Mr. Obama said in an interview that the purpose of his trip was to get acquainted with foreign leaders that he fully expected to deal with in the next 8-10 years. So, Mr. Obama believes he has not just won the November election, but the 2012 election and possibly been appointed secretary of state in the Hillary Clinton administration following his own.

Of course in Europe, no one will mind very much if Mr. Obama was elected king by the Americans and threw the entire Constitution out the window. The level of adulation exceeds even that which attended the candidacy of Sen. John Kerry. A recent British poll suggested that 53 percent of Europeans favor Mr. Obama for president while only 11 percent would like to see Mr. McCain in the White House. With stops in Germany, France and Britain, he will be soaking up the adulation.
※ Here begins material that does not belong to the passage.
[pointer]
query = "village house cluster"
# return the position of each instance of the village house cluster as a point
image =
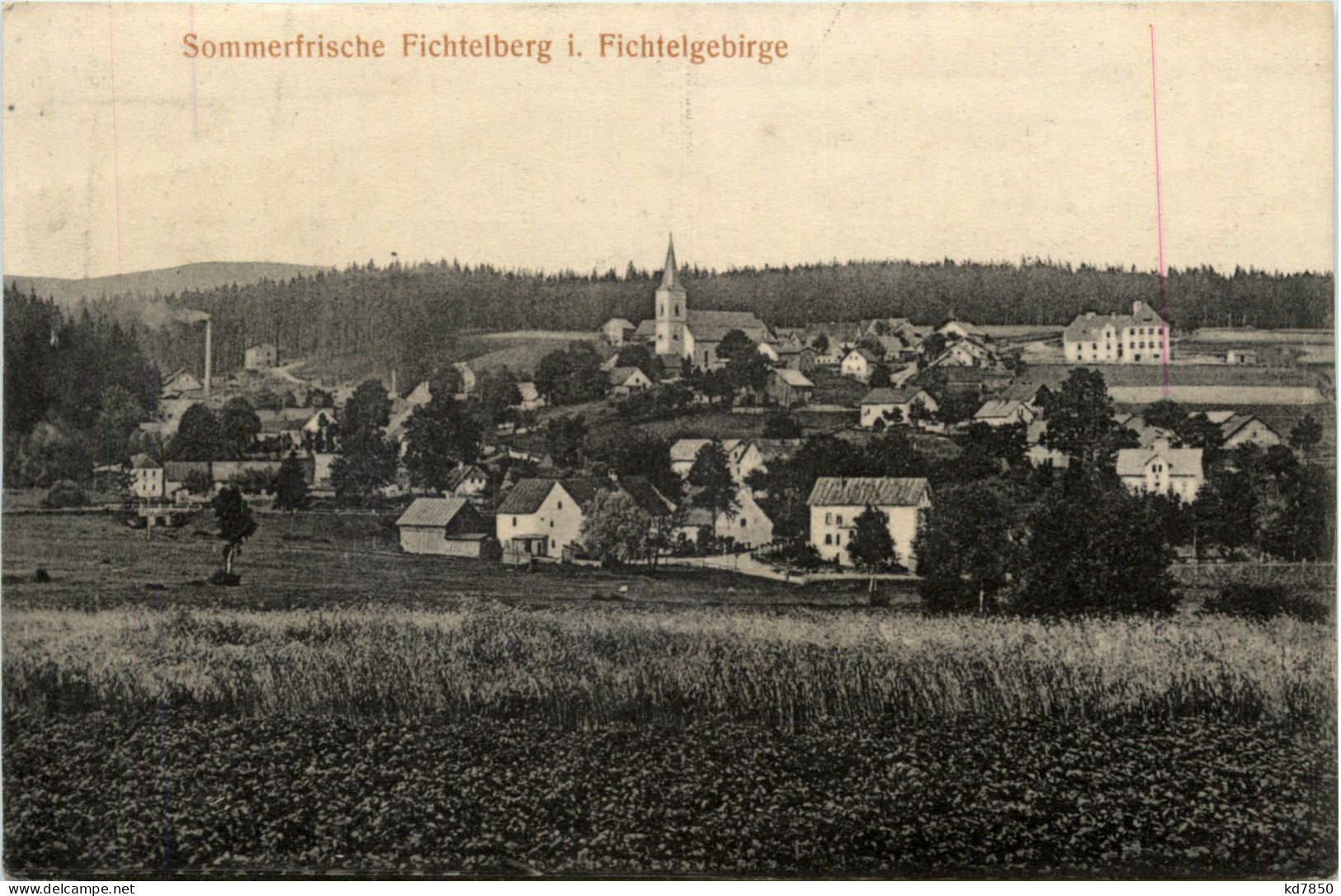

In Europe, Mr. Obama is not just viewed as the potential first black American president, but also as the anti-George Bush, the man who will slay the U.S. president that Europeans have despised most in human memory and whose policies they expect Mr. Obama will reverse.

Interestingly, no European country has ever allowed an ethnic minority to hold a position so powerful, and is hardly likely to do so in the foreseeable future.

Of course, Mr. Bush will have to leave the White House because of the 22nd Amendment to the Constitution, put in place after Franklin Roosevelt's four terms, which limits American president's to two terms. But it is not likely anyone in Europe knows or even cares. Now, some Europeans have caught on to the multifaceted policy approach of the Democratic candidate, and therefore encountered disillusionment.

In Germany, the government registered disapproval at the Obama campaign's plans to tape a campaign commercial in front of the Brandenburg Gate, and as the CSIS trans-Atlantic media blog recently reported, the senator's changing positions on the Second Amendment and the death penalty have given some European editorial writers cause to suspect that he is just another American opportunist on the road to the White House.

More typical, though, is the overwhelming popular adulation for a Democratic candidate, about whom Europeans know little (this could be said of many Americans as well). Few know that Mr. Obama was the head of the Senate Subcommittee on Europe for two years without ever holding a hearing on Europe, or know that he is asking Europeans to contribute more forces to Afghanistan; or that his positions on trade are likely to cause severe disruptions in the World Trade Organization negotiations, which will affecting relations between the United States and Europe.

In fact, as in the 2000 election, most Europeans will conclude that the Democratic candidate has already won and be grievously disappointed and indignant if Mr. McCain wins in November. One gets a depressing sense of deja vu all over again.

Helle Dale is director of the Douglas and Sarah Allison Center for Foreign Policy Studies at the Heritage Foundation.